I spoke previously about the dangers of survivorship bias and the relevance of start date. I also spoke about the need to keep data out of sample and to keep the number of optimisable parameters as low as possible in order to avoid data mining.
As well, I mentioned how the only true out of sample data is future data since we already have an awareness of what the market has done in the past.
In this article I will be talking about another important topic known as selection bias. In trading system development, selection bias can occur when a trader backtests so many trading ideas that he will almost certainly come across a good looking backtest, only to find that it is no more than a random fluke.
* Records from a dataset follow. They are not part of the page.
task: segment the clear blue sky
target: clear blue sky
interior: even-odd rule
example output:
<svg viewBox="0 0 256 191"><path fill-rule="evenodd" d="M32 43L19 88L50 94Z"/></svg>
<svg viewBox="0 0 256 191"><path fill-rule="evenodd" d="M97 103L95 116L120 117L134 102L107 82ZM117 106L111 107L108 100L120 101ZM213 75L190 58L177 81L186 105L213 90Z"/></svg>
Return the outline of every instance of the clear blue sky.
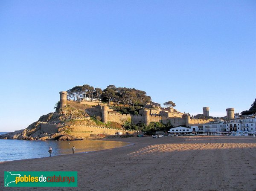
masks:
<svg viewBox="0 0 256 191"><path fill-rule="evenodd" d="M0 132L89 84L145 91L192 115L256 97L255 0L0 1Z"/></svg>

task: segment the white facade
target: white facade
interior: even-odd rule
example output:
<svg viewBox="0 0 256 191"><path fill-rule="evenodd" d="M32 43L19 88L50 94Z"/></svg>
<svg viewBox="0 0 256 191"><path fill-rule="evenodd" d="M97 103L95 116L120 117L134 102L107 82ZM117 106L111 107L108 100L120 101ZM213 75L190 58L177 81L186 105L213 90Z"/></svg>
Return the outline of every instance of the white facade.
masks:
<svg viewBox="0 0 256 191"><path fill-rule="evenodd" d="M170 129L169 131L171 133L192 133L192 132L198 132L198 126L191 126L190 128L184 127L174 127Z"/></svg>
<svg viewBox="0 0 256 191"><path fill-rule="evenodd" d="M256 117L227 121L226 128L227 131L255 131Z"/></svg>
<svg viewBox="0 0 256 191"><path fill-rule="evenodd" d="M203 124L204 133L216 133L226 131L226 124L223 121L212 122Z"/></svg>

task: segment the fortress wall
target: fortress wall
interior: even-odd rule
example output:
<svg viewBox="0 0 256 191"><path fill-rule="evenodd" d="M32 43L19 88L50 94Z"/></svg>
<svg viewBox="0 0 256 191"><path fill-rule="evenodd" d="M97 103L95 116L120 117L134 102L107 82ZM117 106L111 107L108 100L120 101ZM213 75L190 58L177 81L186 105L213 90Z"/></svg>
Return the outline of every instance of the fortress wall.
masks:
<svg viewBox="0 0 256 191"><path fill-rule="evenodd" d="M167 124L169 122L174 127L186 125L185 119L179 117L174 117L172 118L163 118L162 120L162 122L164 124Z"/></svg>
<svg viewBox="0 0 256 191"><path fill-rule="evenodd" d="M99 102L92 102L92 101L80 101L79 102L81 104L86 104L86 105L98 105L99 104ZM107 106L108 105L108 104L103 104L102 103L101 103L100 104L100 104L100 105L105 105L105 106Z"/></svg>
<svg viewBox="0 0 256 191"><path fill-rule="evenodd" d="M91 134L106 133L107 135L115 135L117 132L122 132L123 135L125 135L126 132L128 132L129 134L137 133L137 132L134 131L111 129L99 127L82 125L70 125L70 127L71 128L71 135L78 136L81 136L81 135L82 134L87 135L87 136L89 136ZM80 133L79 134L79 133Z"/></svg>
<svg viewBox="0 0 256 191"><path fill-rule="evenodd" d="M144 116L142 115L131 115L131 122L134 124L137 124L139 123L144 123Z"/></svg>
<svg viewBox="0 0 256 191"><path fill-rule="evenodd" d="M159 116L151 115L149 117L150 122L160 122L162 120L162 116Z"/></svg>
<svg viewBox="0 0 256 191"><path fill-rule="evenodd" d="M59 127L63 127L61 124L52 124L41 123L41 131L42 133L56 133L58 132L58 129Z"/></svg>
<svg viewBox="0 0 256 191"><path fill-rule="evenodd" d="M131 115L109 113L108 115L108 121L124 124L126 121L131 121Z"/></svg>
<svg viewBox="0 0 256 191"><path fill-rule="evenodd" d="M99 116L101 118L102 117L102 112L101 111L98 111L96 110L95 107L91 107L90 108L86 109L85 110L85 112L88 113L90 116L95 116L95 117Z"/></svg>

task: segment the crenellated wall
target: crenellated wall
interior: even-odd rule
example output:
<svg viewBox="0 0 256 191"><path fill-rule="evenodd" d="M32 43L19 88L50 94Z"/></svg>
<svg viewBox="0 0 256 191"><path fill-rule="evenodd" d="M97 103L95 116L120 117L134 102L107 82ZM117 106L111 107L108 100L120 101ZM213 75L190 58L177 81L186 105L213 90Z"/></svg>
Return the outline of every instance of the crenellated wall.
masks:
<svg viewBox="0 0 256 191"><path fill-rule="evenodd" d="M47 123L41 123L40 125L41 133L47 133L48 134L58 133L58 128L64 126L61 124L49 124Z"/></svg>
<svg viewBox="0 0 256 191"><path fill-rule="evenodd" d="M106 135L115 135L118 132L122 133L123 135L127 133L128 134L137 134L135 131L126 130L119 129L115 129L100 127L70 125L71 135L77 136L90 136L92 134L98 134L105 133Z"/></svg>
<svg viewBox="0 0 256 191"><path fill-rule="evenodd" d="M109 112L108 120L109 122L116 122L123 124L126 121L131 121L131 115L124 114L116 113Z"/></svg>

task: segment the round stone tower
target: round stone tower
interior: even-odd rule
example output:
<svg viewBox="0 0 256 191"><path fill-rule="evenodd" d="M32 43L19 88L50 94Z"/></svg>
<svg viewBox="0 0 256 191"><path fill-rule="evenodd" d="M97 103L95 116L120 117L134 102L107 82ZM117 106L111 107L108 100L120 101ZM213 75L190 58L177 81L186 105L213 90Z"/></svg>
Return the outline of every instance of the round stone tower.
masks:
<svg viewBox="0 0 256 191"><path fill-rule="evenodd" d="M235 118L234 116L234 112L235 111L235 109L234 108L227 108L226 109L227 111L227 120L230 120L230 119L233 119Z"/></svg>
<svg viewBox="0 0 256 191"><path fill-rule="evenodd" d="M102 106L102 121L104 123L108 123L108 106Z"/></svg>
<svg viewBox="0 0 256 191"><path fill-rule="evenodd" d="M60 92L60 109L67 107L67 92Z"/></svg>
<svg viewBox="0 0 256 191"><path fill-rule="evenodd" d="M144 112L144 122L146 125L148 125L150 123L150 116L149 115L150 111L148 110L145 110Z"/></svg>
<svg viewBox="0 0 256 191"><path fill-rule="evenodd" d="M203 111L204 112L204 115L206 117L209 117L209 110L210 108L208 107L203 107Z"/></svg>
<svg viewBox="0 0 256 191"><path fill-rule="evenodd" d="M190 127L190 115L188 113L186 117L185 117L185 120L186 122L186 126L187 127Z"/></svg>

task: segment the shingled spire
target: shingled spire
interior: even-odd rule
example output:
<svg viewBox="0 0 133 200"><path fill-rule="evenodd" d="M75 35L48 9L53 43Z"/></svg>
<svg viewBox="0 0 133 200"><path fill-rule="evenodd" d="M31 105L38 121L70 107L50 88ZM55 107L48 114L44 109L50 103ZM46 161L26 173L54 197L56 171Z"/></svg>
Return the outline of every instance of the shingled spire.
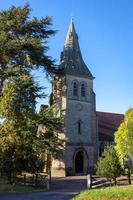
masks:
<svg viewBox="0 0 133 200"><path fill-rule="evenodd" d="M61 53L60 67L64 68L66 74L87 76L93 79L91 72L83 61L73 19L71 19L65 39L64 49Z"/></svg>

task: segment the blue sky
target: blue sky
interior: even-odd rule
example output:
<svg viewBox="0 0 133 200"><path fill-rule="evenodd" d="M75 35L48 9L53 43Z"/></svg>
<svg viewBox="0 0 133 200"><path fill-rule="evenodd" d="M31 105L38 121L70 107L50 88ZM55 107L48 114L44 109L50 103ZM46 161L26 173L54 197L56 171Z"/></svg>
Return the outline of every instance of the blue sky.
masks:
<svg viewBox="0 0 133 200"><path fill-rule="evenodd" d="M96 77L98 111L124 113L133 107L132 0L0 0L0 9L26 2L32 8L31 15L52 17L52 28L58 33L49 40L48 54L57 63L70 18L74 18L84 61ZM45 76L40 72L36 76L49 93ZM47 99L40 103L47 103Z"/></svg>

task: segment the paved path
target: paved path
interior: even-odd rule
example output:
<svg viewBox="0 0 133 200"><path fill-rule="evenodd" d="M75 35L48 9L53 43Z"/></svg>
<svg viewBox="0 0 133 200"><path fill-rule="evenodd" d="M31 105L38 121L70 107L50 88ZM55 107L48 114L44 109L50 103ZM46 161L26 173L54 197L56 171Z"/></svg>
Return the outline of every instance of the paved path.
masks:
<svg viewBox="0 0 133 200"><path fill-rule="evenodd" d="M52 180L49 192L27 194L2 194L0 200L70 200L86 188L86 176L73 176Z"/></svg>

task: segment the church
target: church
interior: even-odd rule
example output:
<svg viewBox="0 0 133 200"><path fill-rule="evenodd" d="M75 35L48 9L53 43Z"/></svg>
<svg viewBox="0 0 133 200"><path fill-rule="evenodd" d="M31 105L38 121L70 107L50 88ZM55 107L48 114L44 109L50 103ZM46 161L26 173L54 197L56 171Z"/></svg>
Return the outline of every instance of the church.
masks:
<svg viewBox="0 0 133 200"><path fill-rule="evenodd" d="M50 102L55 115L64 119L59 137L66 138L66 143L62 158L52 159L52 176L85 175L94 171L104 147L113 143L114 132L124 116L96 112L94 76L83 60L73 20L59 68L64 76L52 81Z"/></svg>

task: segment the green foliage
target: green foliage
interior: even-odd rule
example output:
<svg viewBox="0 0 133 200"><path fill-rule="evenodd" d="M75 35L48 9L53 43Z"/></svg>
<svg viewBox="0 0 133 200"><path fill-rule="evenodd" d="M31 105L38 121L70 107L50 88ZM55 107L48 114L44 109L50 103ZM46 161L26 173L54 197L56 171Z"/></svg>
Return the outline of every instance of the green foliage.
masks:
<svg viewBox="0 0 133 200"><path fill-rule="evenodd" d="M114 186L95 190L84 190L73 200L132 200L133 186Z"/></svg>
<svg viewBox="0 0 133 200"><path fill-rule="evenodd" d="M36 99L44 97L31 70L42 67L46 74L59 74L54 61L46 55L51 18L30 18L29 5L0 12L0 171L8 174L38 172L44 163L41 153L56 156L63 140L58 138L60 119L52 110L36 113ZM37 135L43 123L46 132Z"/></svg>
<svg viewBox="0 0 133 200"><path fill-rule="evenodd" d="M0 12L0 82L19 76L23 69L42 67L47 74L58 73L54 60L46 55L47 40L55 34L50 17L30 17L30 7L12 6ZM1 88L2 89L2 88Z"/></svg>
<svg viewBox="0 0 133 200"><path fill-rule="evenodd" d="M97 175L113 179L116 182L116 177L122 172L119 159L117 157L114 146L109 146L105 149L101 158L97 162Z"/></svg>
<svg viewBox="0 0 133 200"><path fill-rule="evenodd" d="M124 121L115 132L115 149L123 162L123 158L128 155L133 160L133 109L129 109L124 116Z"/></svg>
<svg viewBox="0 0 133 200"><path fill-rule="evenodd" d="M0 169L10 182L18 172L41 171L41 153L47 150L56 156L63 147L63 140L56 134L61 130L61 120L51 109L35 112L40 90L28 74L23 74L9 78L0 97L0 117L4 119L0 126ZM37 135L40 123L46 131Z"/></svg>

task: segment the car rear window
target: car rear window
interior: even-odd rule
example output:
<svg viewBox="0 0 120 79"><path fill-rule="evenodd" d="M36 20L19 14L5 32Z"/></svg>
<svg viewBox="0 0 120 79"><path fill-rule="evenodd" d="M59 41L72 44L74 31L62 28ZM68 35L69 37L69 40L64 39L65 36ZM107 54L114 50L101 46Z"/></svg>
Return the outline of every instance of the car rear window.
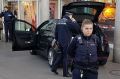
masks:
<svg viewBox="0 0 120 79"><path fill-rule="evenodd" d="M74 7L69 9L69 11L75 13L75 14L96 14L96 9L90 8L90 7Z"/></svg>

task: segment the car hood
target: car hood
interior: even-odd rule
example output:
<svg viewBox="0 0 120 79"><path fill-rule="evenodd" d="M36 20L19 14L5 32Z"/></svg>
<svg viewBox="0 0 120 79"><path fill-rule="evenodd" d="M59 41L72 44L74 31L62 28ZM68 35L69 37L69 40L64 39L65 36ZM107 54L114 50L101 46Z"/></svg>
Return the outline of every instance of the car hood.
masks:
<svg viewBox="0 0 120 79"><path fill-rule="evenodd" d="M73 17L77 22L82 22L83 19L91 19L98 22L98 17L105 7L105 3L93 1L72 2L63 6L62 16L65 12L72 12Z"/></svg>

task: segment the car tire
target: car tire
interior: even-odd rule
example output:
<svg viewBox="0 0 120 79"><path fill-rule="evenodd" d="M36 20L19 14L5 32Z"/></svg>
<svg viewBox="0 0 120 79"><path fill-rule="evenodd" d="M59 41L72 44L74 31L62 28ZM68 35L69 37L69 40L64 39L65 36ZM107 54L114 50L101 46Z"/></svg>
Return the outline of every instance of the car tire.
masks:
<svg viewBox="0 0 120 79"><path fill-rule="evenodd" d="M37 55L37 52L36 52L35 50L31 50L31 51L30 51L30 54L31 54L31 55Z"/></svg>
<svg viewBox="0 0 120 79"><path fill-rule="evenodd" d="M54 50L52 49L52 48L50 48L49 50L48 50L48 64L49 64L49 66L51 67L52 66L52 64L53 64L53 59L54 59Z"/></svg>

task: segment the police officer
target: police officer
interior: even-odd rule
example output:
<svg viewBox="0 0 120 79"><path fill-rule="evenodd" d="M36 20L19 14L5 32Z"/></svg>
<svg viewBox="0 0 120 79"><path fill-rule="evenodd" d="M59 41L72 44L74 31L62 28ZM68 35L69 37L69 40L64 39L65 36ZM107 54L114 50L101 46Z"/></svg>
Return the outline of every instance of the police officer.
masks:
<svg viewBox="0 0 120 79"><path fill-rule="evenodd" d="M13 25L14 15L9 10L8 6L4 7L4 12L1 12L0 17L4 17L5 41L6 42L12 41L12 25Z"/></svg>
<svg viewBox="0 0 120 79"><path fill-rule="evenodd" d="M93 32L93 22L85 19L81 25L82 34L73 38L68 54L73 58L72 79L97 79L97 52L99 39Z"/></svg>
<svg viewBox="0 0 120 79"><path fill-rule="evenodd" d="M75 28L76 27L76 28ZM71 76L68 72L68 57L67 57L67 47L71 41L72 33L71 30L79 29L79 25L77 22L75 22L75 19L73 19L71 13L66 13L66 15L59 20L56 30L55 30L55 39L59 43L59 48L61 49L61 54L56 56L53 60L52 65L52 72L58 74L57 68L60 64L60 62L63 60L63 76L69 77ZM77 30L78 30L77 29Z"/></svg>

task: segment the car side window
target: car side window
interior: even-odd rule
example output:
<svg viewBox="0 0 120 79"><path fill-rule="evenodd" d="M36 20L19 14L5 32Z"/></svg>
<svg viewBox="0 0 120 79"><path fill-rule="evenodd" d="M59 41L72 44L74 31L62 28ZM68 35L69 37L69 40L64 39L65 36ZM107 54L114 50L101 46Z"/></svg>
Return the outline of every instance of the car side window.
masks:
<svg viewBox="0 0 120 79"><path fill-rule="evenodd" d="M16 31L31 31L32 26L30 24L27 24L26 22L23 21L16 21L15 22L15 30Z"/></svg>
<svg viewBox="0 0 120 79"><path fill-rule="evenodd" d="M44 31L44 33L46 33L47 35L49 35L49 36L52 35L52 36L53 36L53 35L54 35L54 32L55 32L55 26L56 26L55 23L49 22L49 23L45 24L45 25L40 29L40 31L41 31L41 32Z"/></svg>

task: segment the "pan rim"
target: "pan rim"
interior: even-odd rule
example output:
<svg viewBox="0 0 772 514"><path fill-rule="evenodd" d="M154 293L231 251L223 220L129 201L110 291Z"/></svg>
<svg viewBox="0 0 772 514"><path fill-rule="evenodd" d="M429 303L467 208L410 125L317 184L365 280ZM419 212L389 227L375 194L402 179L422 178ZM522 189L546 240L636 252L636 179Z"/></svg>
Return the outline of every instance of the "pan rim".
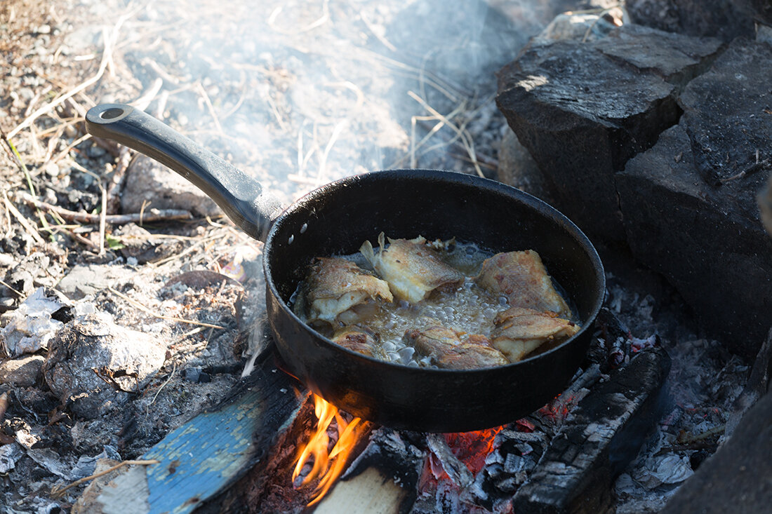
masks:
<svg viewBox="0 0 772 514"><path fill-rule="evenodd" d="M599 294L596 295L594 304L589 310L589 316L587 316L587 321L584 323L580 327L579 331L575 333L571 337L567 339L565 341L560 344L550 348L548 350L534 355L533 357L523 359L523 360L519 360L517 362L509 363L507 364L503 364L501 366L494 366L489 367L481 367L474 368L471 370L450 370L450 369L441 369L441 368L428 368L428 367L416 367L411 366L407 366L405 364L400 364L398 363L394 363L388 360L382 360L377 359L375 357L367 357L355 352L352 350L342 347L336 343L333 342L328 337L325 337L321 333L317 332L313 328L309 326L305 322L300 320L297 315L293 312L293 309L290 308L287 303L284 300L282 295L279 293L276 287L276 282L273 280L273 276L270 272L269 262L270 261L271 255L273 252L273 242L276 237L277 232L281 230L282 225L284 220L287 219L293 213L300 211L303 208L307 208L307 206L312 203L315 203L317 199L321 195L330 194L332 191L340 188L348 187L352 184L360 184L364 181L375 181L380 179L387 178L388 177L396 176L401 173L409 172L411 175L415 176L416 174L420 175L417 178L427 178L427 179L442 179L442 180L451 180L461 183L465 183L468 185L472 185L477 188L482 188L485 189L489 189L492 191L496 191L499 193L506 194L508 196L519 197L518 200L522 201L523 203L527 205L528 207L537 211L541 215L550 218L552 221L556 222L557 225L560 225L564 230L568 232L572 237L574 237L577 242L580 244L581 248L585 251L586 256L589 259L591 263L593 265L593 269L598 270L595 274L596 280L596 288L599 292ZM600 312L601 308L603 305L603 300L604 297L605 291L605 272L603 267L603 263L601 260L600 256L598 254L598 251L594 245L590 241L589 238L582 232L567 216L564 215L562 212L558 211L554 207L550 205L543 200L541 200L532 194L530 194L523 191L517 189L513 186L499 182L498 181L492 180L489 178L486 178L483 177L479 177L477 175L472 175L466 173L462 173L459 171L452 171L448 170L435 170L435 169L428 169L428 168L415 168L415 169L396 169L396 170L380 170L368 171L362 174L357 174L355 175L350 175L349 177L345 177L340 178L328 184L325 184L311 191L309 191L303 197L292 203L290 205L287 206L284 211L273 221L271 224L271 227L266 235L265 239L265 246L263 247L263 261L262 267L263 272L266 277L266 284L267 287L270 289L271 293L273 295L274 298L278 300L278 304L279 307L284 311L285 314L290 316L290 317L295 322L297 326L302 326L303 330L308 333L313 337L324 341L325 343L331 345L336 350L341 350L350 357L354 357L358 360L364 360L368 363L376 364L378 367L384 367L386 368L398 369L400 371L407 374L436 374L442 375L443 374L452 374L455 375L463 374L467 376L473 376L476 374L487 374L491 370L499 370L499 369L509 369L513 367L522 367L527 366L529 364L533 363L536 360L540 360L542 358L547 358L552 353L557 352L560 349L563 348L567 344L570 344L577 338L580 337L584 333L588 330L589 326L592 324L593 321Z"/></svg>

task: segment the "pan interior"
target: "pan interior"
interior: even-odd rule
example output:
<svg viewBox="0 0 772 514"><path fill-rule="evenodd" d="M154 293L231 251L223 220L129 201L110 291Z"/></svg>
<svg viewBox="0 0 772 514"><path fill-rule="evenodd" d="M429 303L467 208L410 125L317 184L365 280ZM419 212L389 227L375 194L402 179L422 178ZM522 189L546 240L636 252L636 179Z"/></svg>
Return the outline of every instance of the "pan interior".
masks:
<svg viewBox="0 0 772 514"><path fill-rule="evenodd" d="M581 320L599 306L600 261L571 221L513 188L452 172L379 171L313 191L273 228L266 272L286 303L313 257L355 253L365 239L377 245L381 232L391 238L455 237L493 252L536 250Z"/></svg>
<svg viewBox="0 0 772 514"><path fill-rule="evenodd" d="M316 256L350 254L378 235L456 237L494 252L531 249L587 326L603 297L589 241L540 201L493 181L427 170L380 171L334 182L294 204L266 244L266 303L284 364L338 407L394 428L466 431L499 426L543 405L581 363L587 330L539 356L491 368L427 370L374 360L302 323L287 306Z"/></svg>

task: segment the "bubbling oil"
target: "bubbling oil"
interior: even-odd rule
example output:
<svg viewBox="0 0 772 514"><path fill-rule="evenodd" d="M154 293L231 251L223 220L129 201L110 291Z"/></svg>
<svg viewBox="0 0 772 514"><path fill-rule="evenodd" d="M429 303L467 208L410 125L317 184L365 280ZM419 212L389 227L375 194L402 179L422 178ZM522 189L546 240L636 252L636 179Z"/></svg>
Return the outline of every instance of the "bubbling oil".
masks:
<svg viewBox="0 0 772 514"><path fill-rule="evenodd" d="M428 364L422 362L415 350L403 342L405 330L423 330L441 325L461 333L462 341L472 334L488 336L496 313L509 307L506 297L488 293L472 279L479 272L482 262L492 257L493 252L474 243L457 242L449 249L438 250L438 255L464 274L466 279L459 287L453 291L435 293L418 304L405 301L383 303L379 312L366 323L361 323L379 335L381 345L392 362L407 366ZM361 254L343 257L372 270Z"/></svg>
<svg viewBox="0 0 772 514"><path fill-rule="evenodd" d="M494 252L481 249L474 243L456 242L437 250L438 256L465 276L464 282L453 291L439 291L418 304L405 301L380 303L380 307L366 321L359 324L378 334L378 340L389 361L411 367L435 367L428 357L422 357L415 350L405 343L406 330L424 330L440 325L459 333L462 341L471 335L489 337L493 330L493 318L510 307L506 297L494 295L478 286L473 280L482 267L482 262ZM361 253L336 255L356 263L373 272L370 262ZM377 274L376 274L377 275ZM576 313L565 291L553 279L555 289ZM300 287L299 287L300 289ZM293 303L297 291L290 302ZM575 316L571 320L578 323ZM325 330L320 330L323 333ZM331 335L326 334L326 335Z"/></svg>

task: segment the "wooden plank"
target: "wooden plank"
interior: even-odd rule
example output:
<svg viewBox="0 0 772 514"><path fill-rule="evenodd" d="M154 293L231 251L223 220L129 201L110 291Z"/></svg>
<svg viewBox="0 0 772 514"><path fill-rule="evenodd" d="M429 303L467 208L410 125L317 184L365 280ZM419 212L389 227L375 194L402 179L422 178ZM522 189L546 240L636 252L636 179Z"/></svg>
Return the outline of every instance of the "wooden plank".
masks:
<svg viewBox="0 0 772 514"><path fill-rule="evenodd" d="M269 356L230 401L170 432L141 457L159 464L134 468L106 485L95 508L105 514L127 512L127 505L137 514L191 512L263 458L306 398L296 387Z"/></svg>

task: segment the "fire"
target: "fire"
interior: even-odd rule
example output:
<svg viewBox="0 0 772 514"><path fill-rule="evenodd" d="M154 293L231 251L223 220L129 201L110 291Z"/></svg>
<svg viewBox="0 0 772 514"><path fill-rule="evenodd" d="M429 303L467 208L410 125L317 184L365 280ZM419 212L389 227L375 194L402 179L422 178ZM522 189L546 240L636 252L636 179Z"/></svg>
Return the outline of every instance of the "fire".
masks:
<svg viewBox="0 0 772 514"><path fill-rule="evenodd" d="M367 424L359 418L354 418L350 422L347 422L337 407L320 396L316 394L313 396L314 410L318 420L317 431L311 436L307 445L300 445L297 463L292 475L294 483L306 463L309 459L313 459L311 471L298 486L307 485L314 480L320 478L313 489L313 498L309 506L319 502L335 483L335 480L343 472L349 455L356 446L360 437L367 430ZM330 448L327 431L333 420L336 423L338 437Z"/></svg>

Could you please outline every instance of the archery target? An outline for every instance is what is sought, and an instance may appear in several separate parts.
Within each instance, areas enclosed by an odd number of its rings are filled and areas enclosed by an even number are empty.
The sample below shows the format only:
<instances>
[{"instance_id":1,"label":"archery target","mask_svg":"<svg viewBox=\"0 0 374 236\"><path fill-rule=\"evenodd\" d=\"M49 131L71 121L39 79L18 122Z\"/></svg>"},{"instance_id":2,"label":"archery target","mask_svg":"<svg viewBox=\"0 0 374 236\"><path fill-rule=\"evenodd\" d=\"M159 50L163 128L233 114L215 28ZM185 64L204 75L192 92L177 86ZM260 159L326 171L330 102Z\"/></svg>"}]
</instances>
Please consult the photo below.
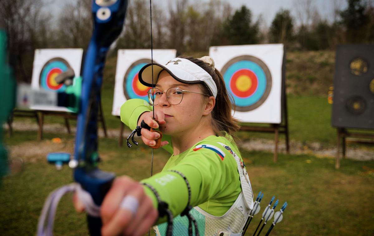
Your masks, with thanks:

This is a concept that has been well explained by Michael Harris at the PAL blog.
Selection Bias in Trading Systems
Consider the process of testing and optimising a trading system. Using a computer and a trading platform it is possible to test hundreds and thousands of different combinations of settings.
If you test enough different strategies you will eventually find one that presents strong returns and exhibits a very attractive looking equity curve.
Most traders will realise at this point, that if you are planning on risking your hard earned money in the market, you cannot rely simply on one good looking equity curve.
A single equity curve does not provide enough confidence to trade and may only have come about by pure chance. The issue is that the profit potential of the system may be random and therefore unlikely to be repeated in the future.
Some inexperienced traders may believe that they have just stumbled across the ultimate winning trading system. But in reality, if the system is random it will start underperforming as soon as it is taken live.
Eye Balling Equity Curves
Michael Harris talks about an interesting coin toss analogy that we can use to help explain this issue.
Let’s say that you are in the business of building trading systems and you’re looking for a system with low drawdowns, positive expectancy and a smooth, upward sloping equity curve.
If so, what do you think of the equity curve below?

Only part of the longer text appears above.